I’m addicted to walking tours. Simply cannot get enough of them. That either means I’m a nerd or a retiree. You do the math.

In any case, there’s a great walking tour company here in London (London Walks) willing to indulge me. Since I’ve been to London before and checked off most of the typical touristy spots in other visits, I’m using these walks to familiarize myself with some of the lesser-explored bits of the city.

King Kong, Elvis and Henry VIII - I like the way they think!

Monday I did the “London’s Secret Village” tour, which had us tromping around in Clerkenwell – in London’s central borough of Islington. Among the highlights:

  • Seeing where William Wallace (you know, the dude from Braveheart?) was beheaded.
  • Visiting a Plague Pit, knowing the soil below me was the resting place for hundreds of bodies from the 1665 plague.
  • Crossing the square where Dickens’ Oliver Twist got nabbed for picking the wrong pocket.
  • Learning that the subterranean River Fleet had so much sewer gas build up that it once exploded.
  • Spotting one of London’s most filmed churches – St. Bartholomew’s Church – known from The Other Boleyn Girl, Sherlock Holmes, Four Weddings & a Funeral, etc. – and learning that Henry VIII is considered the church’s second founder simply for not having it torn down when he was demolishing all things Catholic.

Jesus Hot Tub Time Machine.

Tuesday, Alan joined me for the “Inside the Ancient City” tour, where we weaved around back alleys north of the Tower and St. Paul’s. Among its highlights:

  • Pepys (pronounced “Peeps” like the Easter treat, not some version of Pepsi, which is what I was trying to do) – who wrote an amazing diary during the plague/fire of the 1600s but kept it in code because he was cheating on his wife.
    • Another Pepys reference that made me feel like I knew him: when his place was on the edge of the fire line, he figured he had half a day to save his prized possessions before the place burned. What did he do? Buried cases wine and a wheel of parmesan cheese. (I totally appreciate his priorities.)
  • Leadenhall Market: a cute functioning arcade that served as Diagon Alley in the Harry Potter movies.
  • The most perfect church in London: the church of St. Stephen Walbrook, which looks like nothing on the outside, but is a breath-taking church on the inside. Courtesy of Sir Christopher Wren (as is almost every other church in this city).
    • Odd note: the interior may be gorgeous, but the priest there in the 1970s decided to have a new, central altar commissioned by Henry Moore. I’m sure in an art museum it would look amazing, but in the midst of a 17th century church, it looks a bit odd. Like a Flintstone hot tub.
  • George & Vulture Pub: where Dickens’ family still meets every Christmas Eve to have dinner and raise a toast in his honor.

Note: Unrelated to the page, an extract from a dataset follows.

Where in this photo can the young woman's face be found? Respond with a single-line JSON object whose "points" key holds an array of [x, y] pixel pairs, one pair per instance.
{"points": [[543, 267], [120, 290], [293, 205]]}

The thing that made the joint tour with Alan particularly fun was that we had a guy in the tour group who was VOCALLY EXCITED. By which I mean that he would burst out in a loud affirmation occasionally. I nicknamed him “Blurt Reynolds,” but Alan, being a bit more kind, referred to him as, “Joie de Vivre.”

I think London is having a mellowing effect on Alan.

(I’ve also done the Hampstead and Kensington walks, and will summarize them later for my friends who are armchair travelers.)

The moral(s) of this story: walking tours rock, I’m a nerd, and you might actually learn a bit of British trivia from reading this blog. Please humor me.